Researchers collected DNA from Richard III’s living relatives and analysed several genetic indicators, including the complete mitochondrial genomes, inherited through the maternal line, and Y-chromosomal markers, inherited through the paternal line, from both the skeletal remains and the living relatives.
Speaking from Germany, where he’s now based, Prof Hofreiter says all the core DNA analysis, apart from some work done in Toulouse, was carried out here in Yorkshire.
“The York lab acted as the main one of the two ancient DNA labs for the work on Richard where Dr Turi King and Dr Gloria Gonzales Fortes worked to examine his mitochondrial DNA, Y chromosome type and the genes involved in hair and eye colour.”
It presented a different challenge to those he usually faces. “I had done some work with humans but when you are taking the Y chromosome from a fossil you only have one copy in a cell so we had to get it 100 per cent right,” he says.
“The biggest challenge was probably getting the work done with all the media and public interest putting a permanent focus on us. Everybody wanted to hear about the results but we couldn’t talk about them. Normally you can simply do a project and go public once it’s done and dusted. In this case there was a constant focus on the project while we did the work, which was quite stressful.”
The scientists used genetic markers to determine Richard’s hair and eye colour and found that he almost certainly had blue eyes and probably blonde hair, which suggests he would have looked similar to one of the earliest portraits of him that survived, housed in the Society of Antiquaries in London.
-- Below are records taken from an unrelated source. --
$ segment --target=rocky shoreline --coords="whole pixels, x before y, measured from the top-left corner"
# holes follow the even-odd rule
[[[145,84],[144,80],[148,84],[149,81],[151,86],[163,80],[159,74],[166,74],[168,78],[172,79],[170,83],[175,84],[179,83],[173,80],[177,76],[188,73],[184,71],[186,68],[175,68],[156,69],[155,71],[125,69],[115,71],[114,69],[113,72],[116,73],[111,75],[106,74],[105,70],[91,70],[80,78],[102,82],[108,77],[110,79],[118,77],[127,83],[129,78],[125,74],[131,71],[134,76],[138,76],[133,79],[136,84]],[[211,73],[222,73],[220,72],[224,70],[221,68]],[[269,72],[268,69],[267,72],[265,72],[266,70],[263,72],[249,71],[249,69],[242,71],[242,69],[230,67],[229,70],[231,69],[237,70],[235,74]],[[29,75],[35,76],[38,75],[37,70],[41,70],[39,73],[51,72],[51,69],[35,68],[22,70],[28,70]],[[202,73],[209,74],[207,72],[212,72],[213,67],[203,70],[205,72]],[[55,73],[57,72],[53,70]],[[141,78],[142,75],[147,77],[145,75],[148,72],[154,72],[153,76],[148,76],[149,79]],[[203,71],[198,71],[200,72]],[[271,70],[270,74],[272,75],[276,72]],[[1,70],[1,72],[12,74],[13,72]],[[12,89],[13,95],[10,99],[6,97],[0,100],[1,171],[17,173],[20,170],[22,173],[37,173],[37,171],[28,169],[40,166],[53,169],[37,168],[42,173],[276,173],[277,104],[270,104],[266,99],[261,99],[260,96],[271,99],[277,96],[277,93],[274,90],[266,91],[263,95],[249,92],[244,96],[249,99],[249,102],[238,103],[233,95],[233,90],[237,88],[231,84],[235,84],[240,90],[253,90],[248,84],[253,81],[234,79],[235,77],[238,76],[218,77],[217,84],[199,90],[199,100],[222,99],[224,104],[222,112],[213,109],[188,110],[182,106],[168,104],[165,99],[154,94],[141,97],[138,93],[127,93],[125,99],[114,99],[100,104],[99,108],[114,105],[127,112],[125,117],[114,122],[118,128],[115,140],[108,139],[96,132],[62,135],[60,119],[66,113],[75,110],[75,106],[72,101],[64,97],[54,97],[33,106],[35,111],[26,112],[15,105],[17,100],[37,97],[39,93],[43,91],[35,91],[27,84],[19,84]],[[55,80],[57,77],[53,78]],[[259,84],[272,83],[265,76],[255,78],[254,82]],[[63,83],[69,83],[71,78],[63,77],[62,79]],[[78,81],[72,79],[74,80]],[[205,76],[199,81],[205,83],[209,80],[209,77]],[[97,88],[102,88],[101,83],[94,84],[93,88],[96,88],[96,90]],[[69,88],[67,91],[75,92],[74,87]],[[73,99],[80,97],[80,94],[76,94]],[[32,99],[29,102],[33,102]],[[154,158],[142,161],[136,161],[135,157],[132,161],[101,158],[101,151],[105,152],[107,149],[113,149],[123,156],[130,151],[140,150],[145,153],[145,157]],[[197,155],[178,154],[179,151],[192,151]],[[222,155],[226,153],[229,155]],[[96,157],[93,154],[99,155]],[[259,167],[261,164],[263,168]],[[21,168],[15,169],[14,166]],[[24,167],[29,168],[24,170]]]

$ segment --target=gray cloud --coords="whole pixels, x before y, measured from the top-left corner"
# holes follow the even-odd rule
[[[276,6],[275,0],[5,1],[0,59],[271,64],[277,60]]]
Their research, published earlier this month, is the first to carry out a statistical analysis of all the evidence together to prove beyond reasonable doubt that the skeleton from the Greyfriars site in Leicester is indeed the remains of Richard III.
“To bring somebody partially back to life who has been dead for more than 500 years, that was really fascinating,” says Prof Hofreiter. “But the biggest part of the whole project for me was working together with people from different scientific disciplines, because we could not have done our work if genealogists had not identified modern relatives of Richard.”
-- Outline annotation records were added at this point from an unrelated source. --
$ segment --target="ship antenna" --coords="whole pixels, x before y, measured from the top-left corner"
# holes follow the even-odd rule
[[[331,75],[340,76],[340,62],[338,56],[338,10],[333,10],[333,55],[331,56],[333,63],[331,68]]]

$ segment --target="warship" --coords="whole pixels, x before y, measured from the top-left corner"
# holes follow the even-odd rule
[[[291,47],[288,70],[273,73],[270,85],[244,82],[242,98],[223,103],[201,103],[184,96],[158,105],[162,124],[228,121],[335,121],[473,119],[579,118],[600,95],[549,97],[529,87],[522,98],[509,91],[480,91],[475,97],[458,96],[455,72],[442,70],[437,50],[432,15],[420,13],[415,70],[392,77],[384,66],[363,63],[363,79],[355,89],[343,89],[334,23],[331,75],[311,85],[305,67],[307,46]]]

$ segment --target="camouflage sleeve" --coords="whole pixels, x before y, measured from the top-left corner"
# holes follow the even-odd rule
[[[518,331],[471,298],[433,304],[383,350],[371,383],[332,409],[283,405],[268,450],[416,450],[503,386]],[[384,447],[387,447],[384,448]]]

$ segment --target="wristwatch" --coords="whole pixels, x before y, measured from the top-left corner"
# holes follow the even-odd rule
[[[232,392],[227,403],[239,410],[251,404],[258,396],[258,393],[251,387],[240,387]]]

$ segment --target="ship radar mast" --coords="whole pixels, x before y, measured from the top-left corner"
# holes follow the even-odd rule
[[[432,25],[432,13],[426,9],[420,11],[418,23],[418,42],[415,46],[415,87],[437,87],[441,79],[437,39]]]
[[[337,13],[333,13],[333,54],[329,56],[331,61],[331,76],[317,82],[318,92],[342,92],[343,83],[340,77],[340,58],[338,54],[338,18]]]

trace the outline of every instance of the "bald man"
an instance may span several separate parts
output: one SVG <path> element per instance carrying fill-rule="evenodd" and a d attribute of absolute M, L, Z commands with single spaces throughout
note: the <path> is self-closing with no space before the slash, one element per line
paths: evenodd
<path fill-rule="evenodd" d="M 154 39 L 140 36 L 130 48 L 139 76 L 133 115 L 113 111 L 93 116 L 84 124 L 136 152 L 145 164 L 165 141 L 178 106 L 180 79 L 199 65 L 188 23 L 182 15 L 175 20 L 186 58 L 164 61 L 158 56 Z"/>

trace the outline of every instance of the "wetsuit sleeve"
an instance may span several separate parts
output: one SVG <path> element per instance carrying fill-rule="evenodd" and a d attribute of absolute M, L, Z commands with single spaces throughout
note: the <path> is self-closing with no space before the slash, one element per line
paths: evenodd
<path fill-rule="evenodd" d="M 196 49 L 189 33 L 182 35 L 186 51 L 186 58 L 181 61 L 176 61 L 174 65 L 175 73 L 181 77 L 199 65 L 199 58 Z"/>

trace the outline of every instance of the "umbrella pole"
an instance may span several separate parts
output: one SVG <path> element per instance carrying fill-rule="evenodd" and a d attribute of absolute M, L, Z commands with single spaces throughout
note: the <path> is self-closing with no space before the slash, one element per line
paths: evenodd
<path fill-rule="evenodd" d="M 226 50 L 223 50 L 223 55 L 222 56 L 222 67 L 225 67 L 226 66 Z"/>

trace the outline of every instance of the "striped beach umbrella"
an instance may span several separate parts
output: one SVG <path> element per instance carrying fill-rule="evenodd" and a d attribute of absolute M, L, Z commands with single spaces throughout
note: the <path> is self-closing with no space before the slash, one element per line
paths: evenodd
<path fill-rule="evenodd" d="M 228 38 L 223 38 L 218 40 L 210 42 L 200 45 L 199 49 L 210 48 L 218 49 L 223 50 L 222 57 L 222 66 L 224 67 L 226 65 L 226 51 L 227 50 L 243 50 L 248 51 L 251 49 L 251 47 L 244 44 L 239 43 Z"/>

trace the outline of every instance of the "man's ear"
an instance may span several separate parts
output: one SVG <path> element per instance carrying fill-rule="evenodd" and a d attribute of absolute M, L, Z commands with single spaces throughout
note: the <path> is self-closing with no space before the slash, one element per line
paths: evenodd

He set up the ancient DNA lab in York after moving there in 2009 and although he’s now based at the University of Potsdam he’s pleased that it continues to be used. “It took a lot of hard work to set it up so it’s good that people are still using it.”
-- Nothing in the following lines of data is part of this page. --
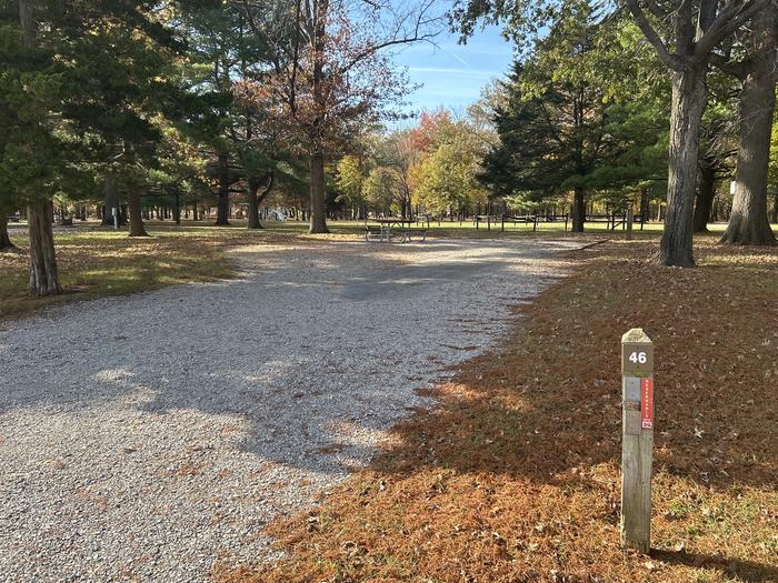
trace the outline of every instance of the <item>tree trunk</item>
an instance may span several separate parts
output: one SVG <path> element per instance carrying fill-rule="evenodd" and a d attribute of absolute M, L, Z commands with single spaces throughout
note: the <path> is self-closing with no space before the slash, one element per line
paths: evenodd
<path fill-rule="evenodd" d="M 648 189 L 640 191 L 640 220 L 647 223 L 650 219 L 651 208 L 648 198 Z"/>
<path fill-rule="evenodd" d="M 690 268 L 692 215 L 697 189 L 699 128 L 707 102 L 705 86 L 707 64 L 689 64 L 670 73 L 672 113 L 670 115 L 669 177 L 665 230 L 657 262 L 661 265 Z"/>
<path fill-rule="evenodd" d="M 230 167 L 227 154 L 219 154 L 219 194 L 216 213 L 216 225 L 228 227 L 230 224 Z"/>
<path fill-rule="evenodd" d="M 54 205 L 48 200 L 28 208 L 30 233 L 30 295 L 62 292 L 57 272 L 53 227 Z"/>
<path fill-rule="evenodd" d="M 0 251 L 13 249 L 11 238 L 8 235 L 8 217 L 4 212 L 0 212 Z"/>
<path fill-rule="evenodd" d="M 572 198 L 572 232 L 582 233 L 586 221 L 586 193 L 584 189 L 577 188 Z"/>
<path fill-rule="evenodd" d="M 130 214 L 130 237 L 149 237 L 143 227 L 143 212 L 140 207 L 140 193 L 132 189 L 128 194 Z"/>
<path fill-rule="evenodd" d="M 735 198 L 729 224 L 721 243 L 772 245 L 776 238 L 767 219 L 767 174 L 770 161 L 770 132 L 776 105 L 776 80 L 757 64 L 740 91 L 740 137 L 738 142 Z"/>
<path fill-rule="evenodd" d="M 329 233 L 325 214 L 325 155 L 313 152 L 310 157 L 310 228 L 309 233 Z"/>
<path fill-rule="evenodd" d="M 714 197 L 716 195 L 716 171 L 707 161 L 700 163 L 700 180 L 697 189 L 697 200 L 695 201 L 695 215 L 692 220 L 694 232 L 707 233 L 710 211 L 714 208 Z"/>
<path fill-rule="evenodd" d="M 261 229 L 262 224 L 259 222 L 259 201 L 257 200 L 257 192 L 259 191 L 259 180 L 255 178 L 249 179 L 249 229 Z"/>
<path fill-rule="evenodd" d="M 262 181 L 267 181 L 267 187 L 265 187 L 265 191 L 262 192 L 261 197 L 257 197 L 257 192 L 259 191 L 259 187 Z M 270 170 L 267 174 L 265 174 L 262 181 L 253 178 L 249 179 L 249 229 L 262 229 L 262 224 L 259 222 L 259 207 L 270 194 L 273 182 L 276 181 L 276 173 Z"/>
<path fill-rule="evenodd" d="M 113 227 L 113 209 L 117 211 L 117 217 L 119 218 L 119 225 L 124 224 L 121 217 L 121 207 L 119 204 L 119 189 L 117 187 L 117 180 L 112 175 L 106 177 L 106 182 L 102 185 L 103 193 L 103 208 L 102 208 L 102 224 L 107 227 Z"/>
It’s a field of scientific research that continues to grow. “It has changed a lot in the past decade and it’s becoming more important because we can go back further, it’s already changed our view of our own evolution,” he says.
“The belief was that modern humans started from populations that left Africa and didn’t mix with other groups. But ancient DNA shows they did mix with Neanderthals and this has changed our whole view of how we evolved.”
Prof Hofreiter was studying biology in Munich when he gravitated towards ancient DNA and quickly became hooked.
“I’m fascinated by the fact that you can hold a bone or ancient faeces and learn what something has eaten, it’s remarkable what we can learn about animals and humans. Most of the time we just have a few bones but what they can tell us from their DNA is incredible.”
Professor Hofreiter says this field of science has come a long way in a short space of time.
“It’s amazing how much we can deduce from ancient DNA today. Making inferences about the hair or eye colour of a person just from some DNA snippets obtained from a skeleton would have been unthinkable just a few years ago.”
And there is more to come. “We can push back the boundaries to see how far back in time we can go because we have not yet reached the limits. Being able to observe evolutionary genetics in real time, that is next.”
He believes it can help improve our understanding of things like the impact of climate change. “Our climate change models don’t take evolution into account but DNA can tell us how species reacted to it in the past.
“It means we can also get a better idea of how we might react in the future which is important in terms of our understanding of how we manage the planet, and that is no small thing.”